British tabloid the Sun, which splashed the photo on its front page Thursday, is now claiming that Harry's father, Prince Charles, has ordered the 20-year-old son to visit the Auschwitz concentration camp in southwest Poland to be made aware of what the Nazi uniform symbolized. But the Sun story is being viewed as pure speculation, and no plans have been announced for Harry to make such a trip – though Buckingham Palace is not ruling out a special visit in the future.
Communications chief Paddy Harverson tells PEOPLE: "In due course the lessons will be learned and anything that will be done will be done privately."
On American TV, royal watchers said that the theme of the party Harry attended was "a bad-taste party," though that did not excuse him wearing such an international symbol of hate.

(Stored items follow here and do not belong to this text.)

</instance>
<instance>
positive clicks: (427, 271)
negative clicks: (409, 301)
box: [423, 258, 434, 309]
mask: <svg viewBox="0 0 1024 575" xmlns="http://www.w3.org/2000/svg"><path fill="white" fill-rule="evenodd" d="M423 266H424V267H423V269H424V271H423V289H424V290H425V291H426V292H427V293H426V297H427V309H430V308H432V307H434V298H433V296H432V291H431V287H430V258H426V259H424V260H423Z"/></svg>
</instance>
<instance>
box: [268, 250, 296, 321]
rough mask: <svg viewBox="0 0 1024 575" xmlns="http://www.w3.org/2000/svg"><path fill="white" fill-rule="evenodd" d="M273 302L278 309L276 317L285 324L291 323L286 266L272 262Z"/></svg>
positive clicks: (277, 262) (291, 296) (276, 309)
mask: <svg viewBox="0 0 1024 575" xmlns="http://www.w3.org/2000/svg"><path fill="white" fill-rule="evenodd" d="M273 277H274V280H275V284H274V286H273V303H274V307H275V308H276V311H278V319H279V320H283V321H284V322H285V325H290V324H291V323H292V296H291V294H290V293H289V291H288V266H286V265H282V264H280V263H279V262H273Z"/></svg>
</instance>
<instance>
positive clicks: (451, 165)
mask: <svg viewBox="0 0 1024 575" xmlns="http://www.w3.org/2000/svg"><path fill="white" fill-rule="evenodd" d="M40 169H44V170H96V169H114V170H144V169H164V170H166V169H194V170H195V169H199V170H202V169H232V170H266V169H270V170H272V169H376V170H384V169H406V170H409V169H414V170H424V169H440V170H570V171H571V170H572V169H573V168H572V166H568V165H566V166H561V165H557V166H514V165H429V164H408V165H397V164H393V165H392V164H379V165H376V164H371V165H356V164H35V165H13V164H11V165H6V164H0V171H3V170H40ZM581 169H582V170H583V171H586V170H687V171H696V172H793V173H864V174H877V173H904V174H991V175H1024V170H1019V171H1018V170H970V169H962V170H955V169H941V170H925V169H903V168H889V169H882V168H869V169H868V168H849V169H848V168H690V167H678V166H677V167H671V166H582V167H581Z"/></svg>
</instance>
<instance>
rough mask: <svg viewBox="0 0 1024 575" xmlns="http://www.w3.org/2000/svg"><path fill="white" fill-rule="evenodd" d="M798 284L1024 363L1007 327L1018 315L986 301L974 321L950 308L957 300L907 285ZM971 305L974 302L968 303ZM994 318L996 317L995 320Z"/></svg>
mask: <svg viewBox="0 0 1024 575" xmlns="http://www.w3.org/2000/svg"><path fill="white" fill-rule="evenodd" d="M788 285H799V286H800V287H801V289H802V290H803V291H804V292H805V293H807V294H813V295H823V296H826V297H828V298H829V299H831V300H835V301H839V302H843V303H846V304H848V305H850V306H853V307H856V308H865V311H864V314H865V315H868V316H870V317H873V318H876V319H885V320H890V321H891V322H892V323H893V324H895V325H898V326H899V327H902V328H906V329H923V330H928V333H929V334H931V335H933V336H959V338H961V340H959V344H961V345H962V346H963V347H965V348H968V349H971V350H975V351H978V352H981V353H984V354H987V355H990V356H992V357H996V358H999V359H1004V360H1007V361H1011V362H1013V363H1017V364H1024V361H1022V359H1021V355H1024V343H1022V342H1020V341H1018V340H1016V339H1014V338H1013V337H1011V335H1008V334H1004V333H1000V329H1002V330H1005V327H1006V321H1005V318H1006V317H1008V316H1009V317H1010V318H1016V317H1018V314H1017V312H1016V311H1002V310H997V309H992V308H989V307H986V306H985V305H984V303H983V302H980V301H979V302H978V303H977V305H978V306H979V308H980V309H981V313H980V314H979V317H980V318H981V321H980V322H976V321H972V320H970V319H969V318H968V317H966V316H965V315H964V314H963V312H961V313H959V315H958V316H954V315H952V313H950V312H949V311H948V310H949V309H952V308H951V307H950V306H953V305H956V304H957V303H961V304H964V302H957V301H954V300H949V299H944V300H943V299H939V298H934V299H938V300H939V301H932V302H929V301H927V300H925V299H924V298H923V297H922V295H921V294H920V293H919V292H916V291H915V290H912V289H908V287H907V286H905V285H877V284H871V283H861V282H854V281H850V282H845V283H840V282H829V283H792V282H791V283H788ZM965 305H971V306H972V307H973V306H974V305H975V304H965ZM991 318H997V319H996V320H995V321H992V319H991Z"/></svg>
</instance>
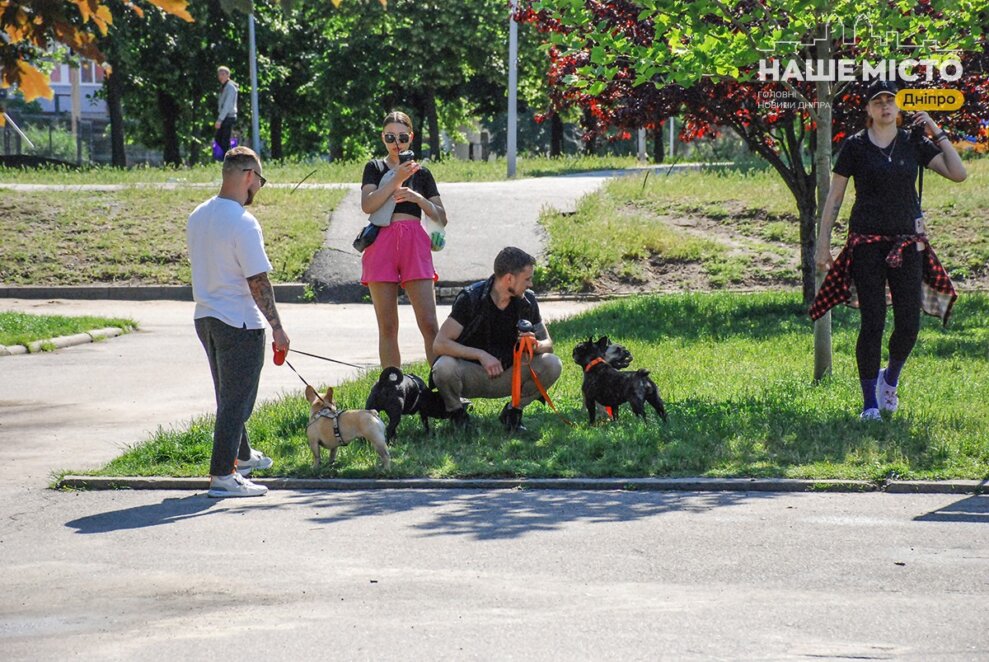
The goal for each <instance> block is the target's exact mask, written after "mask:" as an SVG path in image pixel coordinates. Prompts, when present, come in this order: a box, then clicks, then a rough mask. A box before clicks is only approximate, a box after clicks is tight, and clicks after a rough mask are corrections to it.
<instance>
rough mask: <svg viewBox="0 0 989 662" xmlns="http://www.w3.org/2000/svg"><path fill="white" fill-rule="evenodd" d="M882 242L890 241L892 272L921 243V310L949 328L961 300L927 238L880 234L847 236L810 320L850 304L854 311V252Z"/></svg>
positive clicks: (828, 273)
mask: <svg viewBox="0 0 989 662" xmlns="http://www.w3.org/2000/svg"><path fill="white" fill-rule="evenodd" d="M880 242H891V243H892V244H893V248H892V250H890V252H889V255H887V256H886V264H888V265H889V266H890V268H892V269H897V268H899V267H900V265H902V264H903V251H904V250H906V249H907V248H908V247H909V246H912V245H914V244H919V245H921V246H923V250H924V275H923V281H922V283H921V298H920V301H921V308H922V309H923V311H924V312H925V313H927V314H928V315H933V316H934V317H937V318H939V319H940V320H941V322H942V323H943V324H944V325H945V326H947V325H948V317H949V316H950V315H951V307H952V306H954V305H955V300H956V299H957V298H958V294H957V292H955V287H954V285H952V284H951V278H949V277H948V272H947V271H945V270H944V267H943V266H941V262H940V261H939V260H938V259H937V255H935V254H934V249H933V248H931V244H930V242H929V241H928V240H927V235H923V234H914V235H879V234H856V233H851V234H849V235H848V241H847V242H846V243H845V247H844V248H843V249H841V253H839V254H838V257H837V258H835V261H834V266H832V267H831V270H830V271H829V272H828V275H827V276H825V278H824V282H823V283H822V284H821V289H819V290H818V291H817V296H816V297H814V304H813V305H812V306H811V307H810V318H811V319H812V320H817V319H819V318H821V317H823V316H824V314H825V313H826V312H828V311H829V310H831V309H832V308H834V307H835V306H837V305H838V304H840V303H847V304H848V305H849V306H852V307H853V308H857V307H858V295H857V294H856V293H855V285H854V284H853V283H852V253H853V252H854V250H855V247H856V246H864V245H866V244H877V243H880ZM886 301H887V304H888V303H889V291H888V290H887V292H886Z"/></svg>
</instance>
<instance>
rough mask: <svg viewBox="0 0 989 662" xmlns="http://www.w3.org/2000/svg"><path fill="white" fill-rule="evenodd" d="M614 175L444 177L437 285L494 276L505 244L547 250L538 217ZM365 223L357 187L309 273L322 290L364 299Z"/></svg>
mask: <svg viewBox="0 0 989 662" xmlns="http://www.w3.org/2000/svg"><path fill="white" fill-rule="evenodd" d="M606 178H607V177H606V176H604V175H599V174H594V175H588V176H584V177H540V178H538V179H520V180H516V181H510V182H508V181H505V182H482V183H454V184H444V183H443V182H439V183H438V186H439V189H440V195H441V196H442V198H443V204H444V206H445V207H446V210H447V217H448V220H449V224H448V226H447V237H446V239H447V241H446V248H445V249H444V250H442V251H440V252H438V253H433V264H434V266H435V268H436V272H437V273H438V274H439V277H440V280H439V282H438V283H437V285H438V286H439V287H440V288H446V287H457V286H462V285H466V284H468V283H472V282H474V281H477V280H480V279H482V278H487V277H488V276H489V275H490V274H491V267H492V264H493V263H494V258H495V256H496V255H497V254H498V251H500V250H501V249H502V248H504V247H505V246H510V245H515V246H518V247H519V248H522V249H523V250H526V251H528V252H530V253H532V254H533V255H536V256H541V255H542V254H543V251H544V250H545V246H546V239H545V235H544V232H543V230H542V227H541V226H540V225H539V223H538V219H539V213H540V211H542V210H543V208H552V209H557V210H559V211H564V212H567V211H574V210H575V209H576V204H577V200H578V199H579V198H580V197H582V196H583V195H585V194H587V193H590V192H592V191H595V190H597V189H598V188H599V187H600V186H601V184H602V182H604V181H605V179H606ZM365 225H367V214H365V213H363V212H362V211H361V199H360V191H359V190H358V189H357V187H352V188H351V189H350V190H349V192H348V193H347V195H346V196H345V197H344V199H343V200H342V201H341V202H340V204H339V205H338V206H337V208H336V209H335V210H334V211H333V215H332V216H331V218H330V226H329V228H328V229H327V231H326V241H325V243H324V246H323V249H322V250H321V251H319V252H318V253H317V254H316V257H315V259H314V260H313V262H312V264H311V265H310V267H309V270H308V271H307V272H306V275H305V278H304V279H305V280H307V281H310V282H316V283H318V284H319V288H318V289H319V291H320V296H321V298H323V299H326V300H330V301H360V299H361V297H363V296H364V295H365V294H366V293H367V289H366V288H364V287H362V286H361V285H360V277H361V257H360V254H359V253H358V252H357V251H355V250H354V248H353V246H352V245H351V244H352V243H353V241H354V237H356V236H357V233H358V232H359V231H360V229H361V228H363V227H364V226H365Z"/></svg>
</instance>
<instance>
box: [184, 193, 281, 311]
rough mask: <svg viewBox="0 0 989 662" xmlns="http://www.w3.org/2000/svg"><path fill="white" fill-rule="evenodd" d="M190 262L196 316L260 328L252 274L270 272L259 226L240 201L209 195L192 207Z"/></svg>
mask: <svg viewBox="0 0 989 662" xmlns="http://www.w3.org/2000/svg"><path fill="white" fill-rule="evenodd" d="M186 240H187V242H188V245H189V260H190V261H191V262H192V298H193V299H195V301H196V313H195V319H200V318H202V317H215V318H217V319H218V320H220V321H221V322H224V323H225V324H229V325H230V326H233V327H235V328H238V329H241V328H248V329H263V328H264V323H265V320H264V317H263V316H262V315H261V311H260V310H258V307H257V304H255V303H254V298H253V297H252V296H251V289H250V287H248V285H247V279H248V278H249V277H250V276H256V275H258V274H259V273H267V272H269V271H271V262H269V261H268V256H267V254H266V253H265V252H264V237H263V236H262V235H261V226H260V225H259V224H258V221H257V219H256V218H254V216H252V215H251V214H250V212H248V211H247V210H246V209H244V207H243V206H242V205H240V204H239V203H237V202H234V201H233V200H229V199H227V198H220V197H213V198H210V199H209V200H207V201H206V202H204V203H203V204H201V205H199V206H198V207H196V210H195V211H194V212H192V214H190V215H189V222H188V223H187V224H186Z"/></svg>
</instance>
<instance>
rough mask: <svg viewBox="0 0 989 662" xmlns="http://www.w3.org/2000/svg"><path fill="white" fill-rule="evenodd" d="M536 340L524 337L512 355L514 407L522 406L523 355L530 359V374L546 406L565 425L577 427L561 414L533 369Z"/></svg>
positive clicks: (512, 406) (518, 342)
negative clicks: (547, 404)
mask: <svg viewBox="0 0 989 662" xmlns="http://www.w3.org/2000/svg"><path fill="white" fill-rule="evenodd" d="M535 347H536V339H535V338H534V337H532V336H522V337H521V338H519V340H518V342H517V343H515V351H514V352H513V353H512V407H515V408H516V409H518V408H519V405H520V404H522V357H523V355H528V357H529V363H528V367H529V374H531V375H532V381H533V383H534V384H535V385H536V389H538V391H539V394H540V395H541V396H543V399H544V400H546V404H548V405H549V407H550V409H552V410H553V412H554V413H555V414H556V415H557V416H559V417H560V418H561V419H562V420H563V422H564V423H566V424H567V425H569V426H570V427H575V426H574V424H573V423H572V422H571V421H570V420H568V419H567V417H566V416H564V415H563V414H561V413H560V411H559V410H558V409H557V408H556V405H554V404H553V400H552V399H551V398H550V397H549V393H547V392H546V389H545V388H543V385H542V382H540V381H539V376H538V375H536V371H535V370H533V369H532V357H533V355H534V354H535Z"/></svg>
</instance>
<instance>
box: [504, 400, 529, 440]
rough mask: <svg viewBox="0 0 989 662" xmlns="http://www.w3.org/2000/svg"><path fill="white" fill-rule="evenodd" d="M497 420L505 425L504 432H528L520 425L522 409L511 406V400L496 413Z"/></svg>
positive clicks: (504, 425)
mask: <svg viewBox="0 0 989 662" xmlns="http://www.w3.org/2000/svg"><path fill="white" fill-rule="evenodd" d="M498 420H499V421H501V424H502V425H504V426H505V432H522V433H525V432H528V430H527V429H526V427H525V426H524V425H522V410H521V409H517V408H516V407H513V406H512V403H511V402H507V403H505V407H504V408H503V409H502V410H501V413H500V414H498Z"/></svg>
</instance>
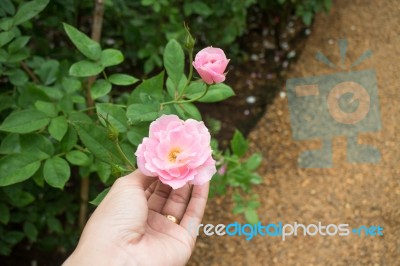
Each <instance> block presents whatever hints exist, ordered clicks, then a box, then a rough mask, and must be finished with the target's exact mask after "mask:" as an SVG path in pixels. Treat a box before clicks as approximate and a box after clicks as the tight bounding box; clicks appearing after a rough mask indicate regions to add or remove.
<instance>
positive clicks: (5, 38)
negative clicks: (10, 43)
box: [0, 1, 15, 47]
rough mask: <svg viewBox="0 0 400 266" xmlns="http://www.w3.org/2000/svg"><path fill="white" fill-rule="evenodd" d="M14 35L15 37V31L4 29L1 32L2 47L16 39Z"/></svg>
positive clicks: (0, 36) (0, 1) (0, 42)
mask: <svg viewBox="0 0 400 266" xmlns="http://www.w3.org/2000/svg"><path fill="white" fill-rule="evenodd" d="M0 2H1V1H0ZM14 37H15V32H14V31H4V32H2V33H0V47H2V46H3V45H5V44H7V43H9V42H10V41H11V40H12V39H14Z"/></svg>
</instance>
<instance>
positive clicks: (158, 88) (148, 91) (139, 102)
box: [128, 71, 164, 104]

His older brother William, 22, also attended the party, but he wore an innocuous animal outfit.
Ned Temko, editor of Britain's weekly Jewish Chronicle, tells The Washington Post that Harry's apology was not enough, saying: "It implied this was a wardrobe problem." Temko also pointed out that during WWII the Nazis bombed London's Jews and non-Jews alike in an attempted takeover of Britain, but said as Harry's actions demonstrate, "There seems to be an utter lack of awareness of the context of the Holocaust and the war."
In the U.K., The Times of London, considered the voice of the establishment, has dismissed Harry's apology as "feeble" and said he had fallen in with "a dubious group of self-indulgent young men who are apparently content with a life of pointless privilege."
In Harry's defense, Duchess of York Sarah Ferguson spoke out about the controversy, saying the media need to "back off" the young royal.
"Both William and Harry are very good men. I think that their mother was very proud of them," she told BBC Radio. "He has apologized and people have accepted his apology, and let's move on."